Veio-me ao pensamento a necessidade de todos possuirmos e usufruirmos da misericórdia de Jesus. Olhar para o outro que se encontra ao nosso lado, muitas vezes a sofrer em silêncio por diferentes motivos entre eles a falta de saúde, o falecimento de um ente querido, o volume de trabalho que as famílias, com crianças pequenas, lutam no dia-a-dia para levar a vida em frente, as dificuldades financeiras, de habitação, de falta de trabalho, ou trabalho precário, a guerra, os atentados e um sem fim de acontecimentos para os quais muito carecemos da Misericórdia Divina a nível mundial.

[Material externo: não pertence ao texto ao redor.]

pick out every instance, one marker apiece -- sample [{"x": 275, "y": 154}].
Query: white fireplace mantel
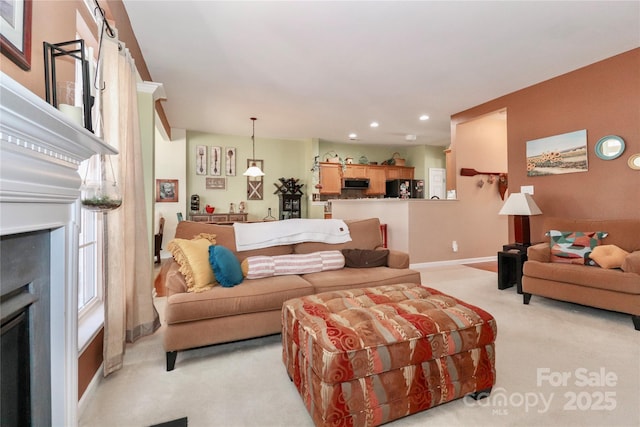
[{"x": 40, "y": 151}]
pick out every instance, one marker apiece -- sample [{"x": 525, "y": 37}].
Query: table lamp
[{"x": 521, "y": 206}]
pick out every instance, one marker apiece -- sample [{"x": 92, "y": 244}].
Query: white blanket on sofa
[{"x": 258, "y": 235}]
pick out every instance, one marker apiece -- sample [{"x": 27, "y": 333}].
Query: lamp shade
[
  {"x": 520, "y": 204},
  {"x": 253, "y": 171}
]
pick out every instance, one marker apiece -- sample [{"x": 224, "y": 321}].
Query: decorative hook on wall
[{"x": 503, "y": 182}]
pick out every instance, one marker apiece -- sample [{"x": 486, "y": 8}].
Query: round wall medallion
[
  {"x": 609, "y": 147},
  {"x": 634, "y": 161}
]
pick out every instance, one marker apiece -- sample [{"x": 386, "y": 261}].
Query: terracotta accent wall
[
  {"x": 53, "y": 22},
  {"x": 604, "y": 99}
]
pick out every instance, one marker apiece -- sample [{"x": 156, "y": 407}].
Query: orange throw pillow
[{"x": 608, "y": 256}]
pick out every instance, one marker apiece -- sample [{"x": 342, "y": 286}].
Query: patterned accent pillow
[
  {"x": 570, "y": 247},
  {"x": 256, "y": 267},
  {"x": 365, "y": 258},
  {"x": 193, "y": 258}
]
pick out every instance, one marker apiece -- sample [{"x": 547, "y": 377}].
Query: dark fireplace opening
[
  {"x": 15, "y": 378},
  {"x": 25, "y": 307}
]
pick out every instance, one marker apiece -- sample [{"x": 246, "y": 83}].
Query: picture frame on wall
[
  {"x": 201, "y": 160},
  {"x": 216, "y": 183},
  {"x": 215, "y": 161},
  {"x": 167, "y": 190},
  {"x": 230, "y": 166},
  {"x": 15, "y": 31},
  {"x": 558, "y": 154}
]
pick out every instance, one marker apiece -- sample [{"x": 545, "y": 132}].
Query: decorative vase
[{"x": 99, "y": 191}]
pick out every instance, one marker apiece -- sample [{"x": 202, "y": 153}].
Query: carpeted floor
[{"x": 558, "y": 364}]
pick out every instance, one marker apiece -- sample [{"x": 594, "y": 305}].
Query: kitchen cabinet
[
  {"x": 377, "y": 180},
  {"x": 330, "y": 178},
  {"x": 355, "y": 171},
  {"x": 399, "y": 172}
]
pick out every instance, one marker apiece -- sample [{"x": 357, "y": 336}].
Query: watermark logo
[{"x": 594, "y": 393}]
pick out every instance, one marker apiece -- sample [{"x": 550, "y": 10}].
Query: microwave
[{"x": 355, "y": 183}]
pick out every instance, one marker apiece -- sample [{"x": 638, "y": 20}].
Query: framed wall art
[
  {"x": 255, "y": 184},
  {"x": 15, "y": 31},
  {"x": 230, "y": 166},
  {"x": 558, "y": 154},
  {"x": 215, "y": 161},
  {"x": 167, "y": 190},
  {"x": 216, "y": 183},
  {"x": 201, "y": 160}
]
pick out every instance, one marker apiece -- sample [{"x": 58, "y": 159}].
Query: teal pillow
[{"x": 226, "y": 266}]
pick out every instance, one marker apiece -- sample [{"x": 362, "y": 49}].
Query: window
[
  {"x": 90, "y": 273},
  {"x": 91, "y": 261}
]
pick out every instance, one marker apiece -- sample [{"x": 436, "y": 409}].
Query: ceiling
[{"x": 327, "y": 69}]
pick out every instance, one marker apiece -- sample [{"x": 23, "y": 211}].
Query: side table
[{"x": 510, "y": 262}]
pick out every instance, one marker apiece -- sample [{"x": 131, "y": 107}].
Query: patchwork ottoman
[{"x": 364, "y": 357}]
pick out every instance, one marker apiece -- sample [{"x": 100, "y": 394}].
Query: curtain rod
[{"x": 109, "y": 30}]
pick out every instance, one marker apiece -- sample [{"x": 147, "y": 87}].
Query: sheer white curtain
[{"x": 129, "y": 310}]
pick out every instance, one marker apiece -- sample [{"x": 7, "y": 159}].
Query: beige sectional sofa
[
  {"x": 253, "y": 308},
  {"x": 616, "y": 289}
]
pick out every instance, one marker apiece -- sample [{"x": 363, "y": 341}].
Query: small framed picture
[
  {"x": 216, "y": 183},
  {"x": 167, "y": 190},
  {"x": 15, "y": 31},
  {"x": 215, "y": 161},
  {"x": 201, "y": 160}
]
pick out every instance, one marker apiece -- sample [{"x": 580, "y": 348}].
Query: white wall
[{"x": 170, "y": 164}]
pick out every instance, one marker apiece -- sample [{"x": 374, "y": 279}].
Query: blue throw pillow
[{"x": 226, "y": 266}]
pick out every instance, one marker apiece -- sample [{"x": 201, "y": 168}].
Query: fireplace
[
  {"x": 24, "y": 286},
  {"x": 39, "y": 199}
]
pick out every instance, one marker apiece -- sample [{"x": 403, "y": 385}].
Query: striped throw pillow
[{"x": 256, "y": 267}]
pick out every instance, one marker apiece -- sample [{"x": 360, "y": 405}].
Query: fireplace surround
[{"x": 40, "y": 151}]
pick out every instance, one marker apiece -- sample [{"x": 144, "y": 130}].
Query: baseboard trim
[
  {"x": 91, "y": 389},
  {"x": 452, "y": 262}
]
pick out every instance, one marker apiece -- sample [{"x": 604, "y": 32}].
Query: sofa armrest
[
  {"x": 175, "y": 282},
  {"x": 539, "y": 252},
  {"x": 397, "y": 259},
  {"x": 631, "y": 263}
]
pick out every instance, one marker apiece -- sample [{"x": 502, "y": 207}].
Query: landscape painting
[{"x": 554, "y": 155}]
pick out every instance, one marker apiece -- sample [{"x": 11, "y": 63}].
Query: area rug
[{"x": 180, "y": 422}]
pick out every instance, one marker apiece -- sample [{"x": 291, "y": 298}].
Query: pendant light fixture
[{"x": 253, "y": 170}]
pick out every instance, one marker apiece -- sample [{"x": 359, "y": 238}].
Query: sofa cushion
[
  {"x": 580, "y": 275},
  {"x": 571, "y": 246},
  {"x": 225, "y": 236},
  {"x": 624, "y": 233},
  {"x": 253, "y": 296},
  {"x": 608, "y": 256},
  {"x": 365, "y": 258},
  {"x": 193, "y": 258},
  {"x": 365, "y": 234},
  {"x": 256, "y": 267},
  {"x": 226, "y": 266}
]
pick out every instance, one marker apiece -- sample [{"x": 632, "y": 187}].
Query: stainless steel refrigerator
[{"x": 405, "y": 188}]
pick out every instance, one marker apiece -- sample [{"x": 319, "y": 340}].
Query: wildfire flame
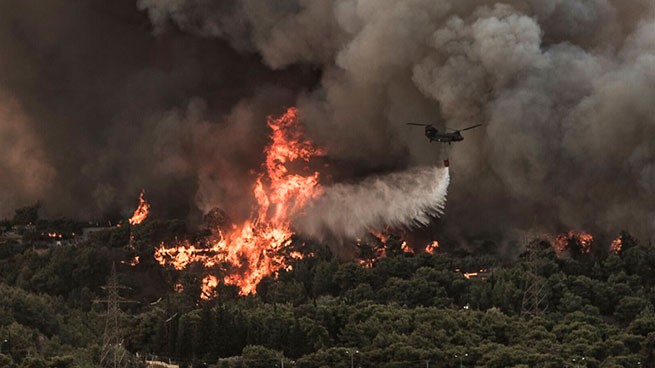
[
  {"x": 584, "y": 239},
  {"x": 432, "y": 247},
  {"x": 141, "y": 212},
  {"x": 616, "y": 246},
  {"x": 255, "y": 249}
]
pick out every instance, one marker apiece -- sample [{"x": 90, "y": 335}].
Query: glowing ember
[
  {"x": 209, "y": 284},
  {"x": 561, "y": 241},
  {"x": 254, "y": 250},
  {"x": 406, "y": 248},
  {"x": 615, "y": 247},
  {"x": 432, "y": 247},
  {"x": 141, "y": 212},
  {"x": 469, "y": 275}
]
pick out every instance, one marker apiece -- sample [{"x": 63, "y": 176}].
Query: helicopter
[{"x": 434, "y": 135}]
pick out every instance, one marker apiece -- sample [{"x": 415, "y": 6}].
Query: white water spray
[{"x": 405, "y": 199}]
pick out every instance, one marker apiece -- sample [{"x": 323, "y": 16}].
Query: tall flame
[
  {"x": 142, "y": 210},
  {"x": 254, "y": 249}
]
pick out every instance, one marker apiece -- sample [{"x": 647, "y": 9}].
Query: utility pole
[{"x": 114, "y": 354}]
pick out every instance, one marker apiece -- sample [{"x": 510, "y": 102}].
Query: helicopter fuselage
[{"x": 434, "y": 135}]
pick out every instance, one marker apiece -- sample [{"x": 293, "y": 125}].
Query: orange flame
[
  {"x": 432, "y": 247},
  {"x": 406, "y": 248},
  {"x": 561, "y": 241},
  {"x": 141, "y": 212},
  {"x": 254, "y": 250}
]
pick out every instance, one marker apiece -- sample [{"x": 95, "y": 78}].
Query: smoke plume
[
  {"x": 172, "y": 95},
  {"x": 402, "y": 200}
]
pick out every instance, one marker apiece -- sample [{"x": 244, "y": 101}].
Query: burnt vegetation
[{"x": 595, "y": 307}]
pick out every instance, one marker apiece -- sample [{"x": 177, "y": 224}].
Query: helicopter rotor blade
[{"x": 471, "y": 127}]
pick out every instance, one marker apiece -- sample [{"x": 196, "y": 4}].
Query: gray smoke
[
  {"x": 564, "y": 88},
  {"x": 402, "y": 200}
]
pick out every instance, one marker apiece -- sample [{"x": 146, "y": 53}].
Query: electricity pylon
[{"x": 533, "y": 295}]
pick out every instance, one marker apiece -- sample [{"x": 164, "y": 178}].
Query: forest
[{"x": 581, "y": 306}]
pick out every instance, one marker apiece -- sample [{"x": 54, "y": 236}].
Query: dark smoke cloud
[
  {"x": 167, "y": 94},
  {"x": 565, "y": 89},
  {"x": 93, "y": 108}
]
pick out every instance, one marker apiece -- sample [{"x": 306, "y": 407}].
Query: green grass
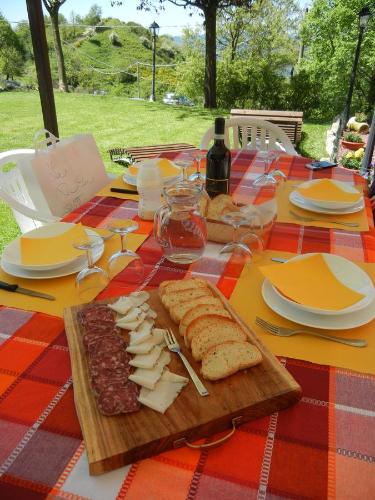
[{"x": 114, "y": 122}]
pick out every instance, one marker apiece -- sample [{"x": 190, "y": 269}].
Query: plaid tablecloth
[{"x": 323, "y": 447}]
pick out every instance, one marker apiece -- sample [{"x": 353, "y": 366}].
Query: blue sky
[{"x": 171, "y": 20}]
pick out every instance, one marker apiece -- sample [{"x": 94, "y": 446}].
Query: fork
[
  {"x": 288, "y": 332},
  {"x": 174, "y": 346},
  {"x": 313, "y": 219}
]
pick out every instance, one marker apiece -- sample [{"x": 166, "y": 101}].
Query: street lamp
[
  {"x": 154, "y": 28},
  {"x": 364, "y": 17}
]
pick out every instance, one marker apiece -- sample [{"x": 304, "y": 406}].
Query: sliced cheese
[
  {"x": 131, "y": 325},
  {"x": 165, "y": 392},
  {"x": 148, "y": 378},
  {"x": 142, "y": 333},
  {"x": 138, "y": 298},
  {"x": 147, "y": 360},
  {"x": 145, "y": 347},
  {"x": 122, "y": 305}
]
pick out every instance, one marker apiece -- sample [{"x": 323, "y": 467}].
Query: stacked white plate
[
  {"x": 11, "y": 258},
  {"x": 132, "y": 179},
  {"x": 347, "y": 273},
  {"x": 326, "y": 206}
]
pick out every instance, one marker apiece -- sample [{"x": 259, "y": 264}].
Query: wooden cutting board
[{"x": 112, "y": 442}]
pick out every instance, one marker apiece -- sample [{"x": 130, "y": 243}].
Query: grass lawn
[{"x": 114, "y": 121}]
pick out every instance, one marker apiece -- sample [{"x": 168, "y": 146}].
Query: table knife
[{"x": 25, "y": 291}]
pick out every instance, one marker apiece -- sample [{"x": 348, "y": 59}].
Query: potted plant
[{"x": 352, "y": 141}]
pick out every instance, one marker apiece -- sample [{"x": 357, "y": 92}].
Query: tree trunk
[
  {"x": 63, "y": 84},
  {"x": 210, "y": 61}
]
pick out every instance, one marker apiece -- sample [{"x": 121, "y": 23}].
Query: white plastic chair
[
  {"x": 20, "y": 189},
  {"x": 255, "y": 133}
]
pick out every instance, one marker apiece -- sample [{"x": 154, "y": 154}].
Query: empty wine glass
[
  {"x": 244, "y": 217},
  {"x": 92, "y": 279},
  {"x": 125, "y": 258}
]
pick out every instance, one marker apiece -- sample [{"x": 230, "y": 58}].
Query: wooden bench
[
  {"x": 289, "y": 121},
  {"x": 126, "y": 156}
]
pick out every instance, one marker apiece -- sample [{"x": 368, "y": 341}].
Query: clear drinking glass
[
  {"x": 125, "y": 258},
  {"x": 92, "y": 279}
]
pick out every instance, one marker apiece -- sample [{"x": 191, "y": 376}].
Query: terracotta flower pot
[{"x": 352, "y": 145}]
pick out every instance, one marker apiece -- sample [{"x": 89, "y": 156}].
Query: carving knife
[{"x": 25, "y": 291}]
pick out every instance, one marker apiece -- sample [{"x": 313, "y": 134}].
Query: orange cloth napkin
[
  {"x": 248, "y": 302},
  {"x": 310, "y": 282},
  {"x": 327, "y": 190},
  {"x": 52, "y": 250}
]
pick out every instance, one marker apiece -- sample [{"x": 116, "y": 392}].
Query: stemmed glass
[
  {"x": 244, "y": 217},
  {"x": 92, "y": 279},
  {"x": 125, "y": 258}
]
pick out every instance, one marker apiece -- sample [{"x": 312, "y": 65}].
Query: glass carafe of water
[{"x": 179, "y": 227}]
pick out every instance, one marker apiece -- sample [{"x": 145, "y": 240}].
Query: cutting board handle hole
[{"x": 213, "y": 444}]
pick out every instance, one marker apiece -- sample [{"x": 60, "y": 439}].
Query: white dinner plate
[
  {"x": 12, "y": 252},
  {"x": 301, "y": 202},
  {"x": 328, "y": 204},
  {"x": 344, "y": 322},
  {"x": 132, "y": 179},
  {"x": 347, "y": 273},
  {"x": 73, "y": 267}
]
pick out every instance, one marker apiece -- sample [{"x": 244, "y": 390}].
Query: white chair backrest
[{"x": 251, "y": 133}]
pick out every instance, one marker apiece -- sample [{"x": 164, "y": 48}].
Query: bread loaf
[
  {"x": 178, "y": 311},
  {"x": 179, "y": 296},
  {"x": 229, "y": 357},
  {"x": 198, "y": 311},
  {"x": 210, "y": 330}
]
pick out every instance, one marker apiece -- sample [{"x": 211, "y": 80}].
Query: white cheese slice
[
  {"x": 131, "y": 325},
  {"x": 148, "y": 378},
  {"x": 145, "y": 347},
  {"x": 165, "y": 392},
  {"x": 142, "y": 333},
  {"x": 138, "y": 298},
  {"x": 122, "y": 305},
  {"x": 147, "y": 360}
]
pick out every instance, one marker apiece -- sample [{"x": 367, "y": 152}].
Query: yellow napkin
[
  {"x": 167, "y": 169},
  {"x": 310, "y": 282},
  {"x": 52, "y": 250},
  {"x": 363, "y": 218},
  {"x": 327, "y": 190},
  {"x": 63, "y": 288},
  {"x": 248, "y": 302}
]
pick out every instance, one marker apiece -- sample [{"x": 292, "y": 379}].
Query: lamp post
[
  {"x": 154, "y": 28},
  {"x": 364, "y": 17}
]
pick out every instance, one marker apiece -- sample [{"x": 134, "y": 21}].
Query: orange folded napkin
[
  {"x": 52, "y": 250},
  {"x": 327, "y": 190},
  {"x": 167, "y": 169},
  {"x": 310, "y": 282}
]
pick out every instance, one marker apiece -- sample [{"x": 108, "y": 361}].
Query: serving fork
[
  {"x": 288, "y": 332},
  {"x": 314, "y": 219},
  {"x": 174, "y": 346}
]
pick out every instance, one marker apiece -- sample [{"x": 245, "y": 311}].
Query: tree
[
  {"x": 209, "y": 9},
  {"x": 94, "y": 15},
  {"x": 53, "y": 7}
]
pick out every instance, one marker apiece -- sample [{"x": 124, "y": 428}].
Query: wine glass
[
  {"x": 125, "y": 258},
  {"x": 244, "y": 217},
  {"x": 92, "y": 279}
]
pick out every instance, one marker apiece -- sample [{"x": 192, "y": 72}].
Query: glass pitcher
[{"x": 179, "y": 227}]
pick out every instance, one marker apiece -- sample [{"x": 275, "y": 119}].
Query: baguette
[
  {"x": 178, "y": 311},
  {"x": 179, "y": 296},
  {"x": 210, "y": 330},
  {"x": 198, "y": 311},
  {"x": 229, "y": 357}
]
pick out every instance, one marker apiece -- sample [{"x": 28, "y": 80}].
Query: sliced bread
[
  {"x": 178, "y": 296},
  {"x": 210, "y": 330},
  {"x": 229, "y": 357},
  {"x": 178, "y": 311},
  {"x": 200, "y": 310}
]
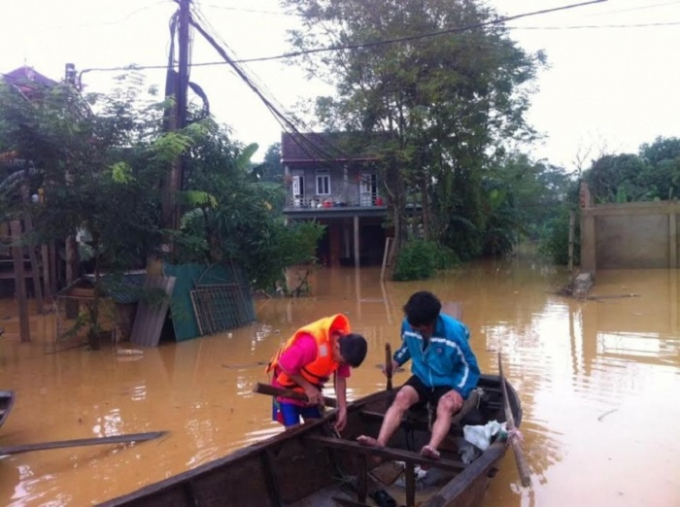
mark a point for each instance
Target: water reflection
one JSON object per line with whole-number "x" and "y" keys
{"x": 593, "y": 377}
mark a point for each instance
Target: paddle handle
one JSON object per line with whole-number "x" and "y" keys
{"x": 271, "y": 390}
{"x": 522, "y": 467}
{"x": 388, "y": 365}
{"x": 116, "y": 439}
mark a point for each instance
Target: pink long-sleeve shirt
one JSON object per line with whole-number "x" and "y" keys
{"x": 297, "y": 356}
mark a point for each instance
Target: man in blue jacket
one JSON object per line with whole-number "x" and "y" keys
{"x": 444, "y": 369}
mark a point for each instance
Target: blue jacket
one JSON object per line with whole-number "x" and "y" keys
{"x": 448, "y": 359}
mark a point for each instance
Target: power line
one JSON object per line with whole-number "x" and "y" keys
{"x": 631, "y": 9}
{"x": 291, "y": 55}
{"x": 255, "y": 11}
{"x": 583, "y": 27}
{"x": 103, "y": 23}
{"x": 497, "y": 21}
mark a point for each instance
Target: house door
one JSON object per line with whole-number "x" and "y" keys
{"x": 368, "y": 189}
{"x": 298, "y": 190}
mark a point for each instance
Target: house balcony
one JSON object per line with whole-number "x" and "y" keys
{"x": 335, "y": 206}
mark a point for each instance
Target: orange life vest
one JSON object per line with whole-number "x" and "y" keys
{"x": 318, "y": 371}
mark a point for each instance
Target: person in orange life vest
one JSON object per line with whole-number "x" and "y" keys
{"x": 307, "y": 360}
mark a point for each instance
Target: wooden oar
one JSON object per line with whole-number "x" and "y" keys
{"x": 289, "y": 393}
{"x": 522, "y": 466}
{"x": 117, "y": 439}
{"x": 388, "y": 365}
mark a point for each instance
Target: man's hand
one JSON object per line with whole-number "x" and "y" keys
{"x": 395, "y": 365}
{"x": 314, "y": 395}
{"x": 342, "y": 419}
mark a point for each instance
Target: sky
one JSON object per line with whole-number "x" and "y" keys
{"x": 607, "y": 89}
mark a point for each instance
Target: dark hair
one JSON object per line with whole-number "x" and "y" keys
{"x": 422, "y": 308}
{"x": 353, "y": 349}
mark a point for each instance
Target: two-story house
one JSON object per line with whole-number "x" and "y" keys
{"x": 332, "y": 178}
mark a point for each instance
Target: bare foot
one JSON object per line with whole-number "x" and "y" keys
{"x": 368, "y": 441}
{"x": 429, "y": 452}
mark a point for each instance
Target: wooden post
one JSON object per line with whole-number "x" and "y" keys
{"x": 47, "y": 283}
{"x": 572, "y": 223}
{"x": 673, "y": 239}
{"x": 20, "y": 280}
{"x": 35, "y": 268}
{"x": 386, "y": 253}
{"x": 356, "y": 241}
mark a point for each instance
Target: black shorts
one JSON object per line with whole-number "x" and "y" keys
{"x": 426, "y": 394}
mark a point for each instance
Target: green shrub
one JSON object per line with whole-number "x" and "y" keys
{"x": 419, "y": 260}
{"x": 445, "y": 257}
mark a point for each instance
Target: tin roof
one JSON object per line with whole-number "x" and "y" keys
{"x": 122, "y": 288}
{"x": 329, "y": 147}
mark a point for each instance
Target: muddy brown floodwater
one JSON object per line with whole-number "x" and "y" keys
{"x": 599, "y": 383}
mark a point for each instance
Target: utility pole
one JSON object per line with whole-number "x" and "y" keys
{"x": 178, "y": 120}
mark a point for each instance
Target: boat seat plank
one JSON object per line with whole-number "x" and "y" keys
{"x": 343, "y": 502}
{"x": 389, "y": 453}
{"x": 409, "y": 422}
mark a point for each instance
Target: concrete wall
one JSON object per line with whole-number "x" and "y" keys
{"x": 630, "y": 235}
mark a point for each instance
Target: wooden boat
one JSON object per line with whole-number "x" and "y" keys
{"x": 311, "y": 466}
{"x": 6, "y": 404}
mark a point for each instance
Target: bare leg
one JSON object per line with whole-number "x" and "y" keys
{"x": 406, "y": 397}
{"x": 448, "y": 405}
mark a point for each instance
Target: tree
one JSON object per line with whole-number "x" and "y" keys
{"x": 99, "y": 160}
{"x": 446, "y": 102}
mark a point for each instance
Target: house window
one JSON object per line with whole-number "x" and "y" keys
{"x": 323, "y": 183}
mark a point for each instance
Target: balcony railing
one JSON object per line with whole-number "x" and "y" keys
{"x": 330, "y": 201}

Recentemente o Papa Francisco na exortação apostólica “Gaudete et Exsultate”, dedicada à santidade no mundo contemporâneo e que tem como objetivo “fazer ressoar, mais uma vez a chamada à santidade, procurando enquadrá-la no contexto atual, com os seus riscos, desafios e oportunidades. Para ser santo não é necessário ser bispo, sacerdote, religiosa ou religioso”. O Papa gosta de o ver “nos pais que criam os seus filhos com tanto amor, nos homens e mulheres que trabalham para trazer o pão para casa, nos doentes, nos idosos, que continuam a sorrir… O mundo não quer chorar, prefere ignorar as situações dolorosas, cobri-las escondê-las. Na obsessão por nos divertirmos, acabamos por estar excessivamente centrados em nós próprios, nos nossos direitos e na exacerbação do tempo livre para gozarmos a vida. Será difícil darmos a mão a alguém que está mal. Se não cultivarmos uma certa austeridade, se não lutarmos contra essa febre que a sociedade de consumo nos impõe para nos vender coisas, acabando por nos transformar em pobres insatisfeitos que tudo querem ter e provar”.
Como o Papa Francisco tem razão! Às vezes criamos necessidades que podíamos muito bem dispensar. Como S. Paulo afirmou relativamente ao desprendimento, porque é disso que se trata: “Sei viver na pobreza e na abundância”. O desprendimento torna-nos mais fortes ajudando-nos quando nos confrontamos por opção ou por necessidade com alguma carência económica seja por um revés da vida, por perda de rendimentos devido a vários fatores que possam surgir. Vejamos a situação dos refugiados, a título de exemplo. Com a idade a avançar, quantos idosos, passam por dificuldades, sofrem do isolamento, da solidão, das doenças próprias da idade, mas com uma grande riqueza ou seja, a juventude acumulada, que gera conhecimento, experiência de vida, mas que também carece de atenção e de amor, e volto ao título do artigo: Chegámos à idade em que param de nos dar coisas, mas que começam a tirar-nos. Não deixemos de apoiar, dentro das nossas possibilidades, quem mais precisa.